Tag Archives: personal best

Race recap: They say 10.4, I say 10.0

Wasn’t it just the other day I was shouting to the world PERSONAL BEST! PERSONAL BEST! PERSONAL BEST! Why yes it was, and last Saturday I was singing those glories again.

Some may say this one has a stain of stipulation to it, and this is my response to them:

You say 10.4, I say 10.0. PERSONAL BEST BABY!!!

Seriously

Seriously, who designs a 10.4 km race anyway? Seriously? The 5kers got 5k, I deserve my 10k. I earned that 10k.

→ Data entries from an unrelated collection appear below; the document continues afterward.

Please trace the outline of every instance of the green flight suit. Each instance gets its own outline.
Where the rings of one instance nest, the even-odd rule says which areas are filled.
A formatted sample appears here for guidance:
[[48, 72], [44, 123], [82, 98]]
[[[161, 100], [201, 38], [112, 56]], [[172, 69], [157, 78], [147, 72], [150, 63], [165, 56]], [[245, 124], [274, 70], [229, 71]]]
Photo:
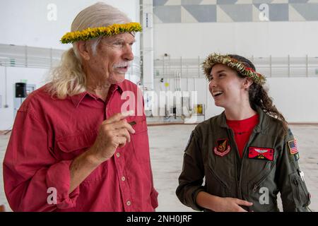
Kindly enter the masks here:
[[257, 111], [259, 122], [244, 148], [242, 158], [224, 112], [194, 129], [184, 151], [176, 191], [183, 204], [209, 211], [196, 203], [196, 195], [204, 191], [252, 202], [251, 207], [242, 207], [249, 211], [279, 211], [280, 192], [284, 211], [310, 210], [310, 195], [299, 168], [293, 133], [288, 130], [284, 135], [281, 121], [259, 107]]

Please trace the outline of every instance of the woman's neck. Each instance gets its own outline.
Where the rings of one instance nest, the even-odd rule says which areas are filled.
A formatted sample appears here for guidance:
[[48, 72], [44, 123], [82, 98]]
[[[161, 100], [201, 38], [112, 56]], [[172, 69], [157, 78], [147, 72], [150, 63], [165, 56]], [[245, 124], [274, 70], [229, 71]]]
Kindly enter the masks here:
[[232, 106], [225, 108], [225, 117], [228, 120], [243, 120], [252, 117], [257, 114], [249, 105]]

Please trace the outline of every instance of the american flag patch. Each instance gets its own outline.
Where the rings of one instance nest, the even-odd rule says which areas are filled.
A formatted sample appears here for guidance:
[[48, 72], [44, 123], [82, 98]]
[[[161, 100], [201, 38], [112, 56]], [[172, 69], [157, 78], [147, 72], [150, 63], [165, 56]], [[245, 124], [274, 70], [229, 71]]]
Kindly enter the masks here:
[[296, 140], [288, 141], [288, 148], [290, 151], [290, 154], [296, 154], [298, 153], [298, 149], [297, 148], [297, 142]]

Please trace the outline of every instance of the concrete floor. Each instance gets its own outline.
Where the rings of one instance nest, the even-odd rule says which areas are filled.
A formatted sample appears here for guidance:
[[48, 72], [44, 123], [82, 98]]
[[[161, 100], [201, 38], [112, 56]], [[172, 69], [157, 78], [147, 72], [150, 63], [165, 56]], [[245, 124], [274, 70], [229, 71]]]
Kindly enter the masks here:
[[[151, 164], [155, 186], [159, 192], [157, 211], [192, 211], [183, 206], [175, 196], [177, 178], [182, 167], [183, 152], [194, 125], [149, 126]], [[300, 153], [300, 165], [305, 172], [306, 184], [312, 194], [310, 208], [318, 211], [318, 126], [290, 126], [298, 139]], [[8, 136], [0, 136], [0, 174]], [[0, 205], [10, 210], [0, 180]], [[279, 204], [279, 206], [281, 206]]]

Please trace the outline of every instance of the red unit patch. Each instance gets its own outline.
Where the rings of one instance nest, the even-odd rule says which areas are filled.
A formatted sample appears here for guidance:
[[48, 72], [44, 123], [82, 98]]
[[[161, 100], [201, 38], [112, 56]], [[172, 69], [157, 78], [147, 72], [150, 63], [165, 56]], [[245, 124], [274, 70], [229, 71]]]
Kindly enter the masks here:
[[228, 144], [228, 140], [227, 138], [216, 141], [216, 147], [213, 148], [214, 153], [221, 157], [228, 154], [231, 148]]
[[273, 160], [273, 149], [267, 148], [249, 147], [249, 158], [261, 160]]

Last Saturday I ran the Vancouver Hot Chocolate 10.4 km run at Stanley Park, and wow, what a difference a year can make. When I ran the inaugural run last year it was a miserably cold day; I blew myself out in the beginning of the run; I expended far too much energy early on weaving around other runners; and at about 7 km in I was experiencing that ugly feeling of nausea and was listening to that nasty little chorus of “You might as well quit!” singing Van Halen style in my head.

But this year was different. I wasn’t planning on racing. Sure, I was intending to put a solid effort in, but racing was not top of mind. In fact, I was really only planning to run hard for 10 km; the last 400 metres was meant for something someone special.

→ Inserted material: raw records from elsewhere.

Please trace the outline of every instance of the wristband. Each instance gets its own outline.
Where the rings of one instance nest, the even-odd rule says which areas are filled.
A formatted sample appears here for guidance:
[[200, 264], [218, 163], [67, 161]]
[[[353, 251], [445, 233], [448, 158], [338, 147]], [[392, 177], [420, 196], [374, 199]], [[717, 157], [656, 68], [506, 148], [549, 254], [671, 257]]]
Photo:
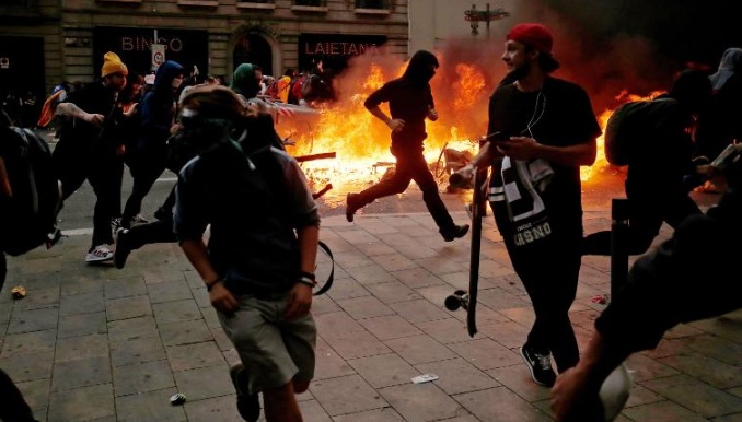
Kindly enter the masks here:
[[224, 281], [224, 280], [223, 280], [223, 279], [219, 279], [219, 280], [217, 280], [217, 281], [215, 281], [215, 282], [211, 282], [211, 283], [206, 284], [206, 291], [207, 291], [207, 292], [210, 292], [211, 289], [212, 289], [215, 285], [217, 285], [217, 283], [221, 283], [222, 281]]
[[302, 279], [304, 279], [304, 278], [310, 279], [316, 284], [317, 278], [316, 278], [316, 276], [314, 276], [313, 272], [299, 271], [299, 277], [301, 277]]

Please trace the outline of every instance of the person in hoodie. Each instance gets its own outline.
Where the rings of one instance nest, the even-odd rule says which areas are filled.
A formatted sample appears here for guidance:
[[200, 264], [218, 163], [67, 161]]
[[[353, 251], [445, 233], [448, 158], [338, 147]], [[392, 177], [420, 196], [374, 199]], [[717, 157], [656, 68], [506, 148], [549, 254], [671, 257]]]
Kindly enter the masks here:
[[129, 169], [134, 186], [121, 214], [124, 228], [130, 228], [134, 222], [147, 223], [139, 212], [142, 200], [165, 169], [167, 138], [177, 110], [175, 94], [183, 83], [184, 73], [178, 62], [165, 61], [158, 68], [154, 85], [140, 104], [141, 128], [139, 141], [130, 151]]
[[[453, 222], [422, 155], [424, 141], [428, 137], [425, 119], [438, 120], [429, 84], [437, 69], [436, 56], [419, 50], [413, 55], [401, 78], [386, 82], [366, 99], [366, 108], [392, 130], [391, 152], [396, 159], [396, 166], [393, 176], [359, 194], [348, 194], [345, 213], [348, 222], [352, 222], [356, 211], [366, 204], [378, 198], [402, 194], [415, 180], [422, 190], [422, 200], [445, 242], [463, 237], [468, 232], [467, 224], [456, 225]], [[382, 103], [389, 103], [391, 117], [379, 108]]]
[[253, 63], [242, 63], [234, 69], [230, 89], [237, 94], [244, 106], [247, 101], [257, 97], [260, 92], [260, 81], [263, 80], [263, 69]]
[[[696, 155], [714, 160], [730, 143], [742, 141], [742, 48], [727, 48], [719, 69], [709, 77], [714, 95], [709, 107], [698, 116], [695, 131]], [[707, 181], [703, 190], [718, 188]]]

And maybe, just maybe, it was that that enabled me the incredible run I had.

Still, at the start line I situated myself closer to the front than last year; I did not want to waste needless energy weaving. I made sure to get a good, solid dynamic warmup in before the go. And when we were unleashed, I made an effort to hold back on my pace. I may not have been intending to race, but really, can you take the race out of this girl???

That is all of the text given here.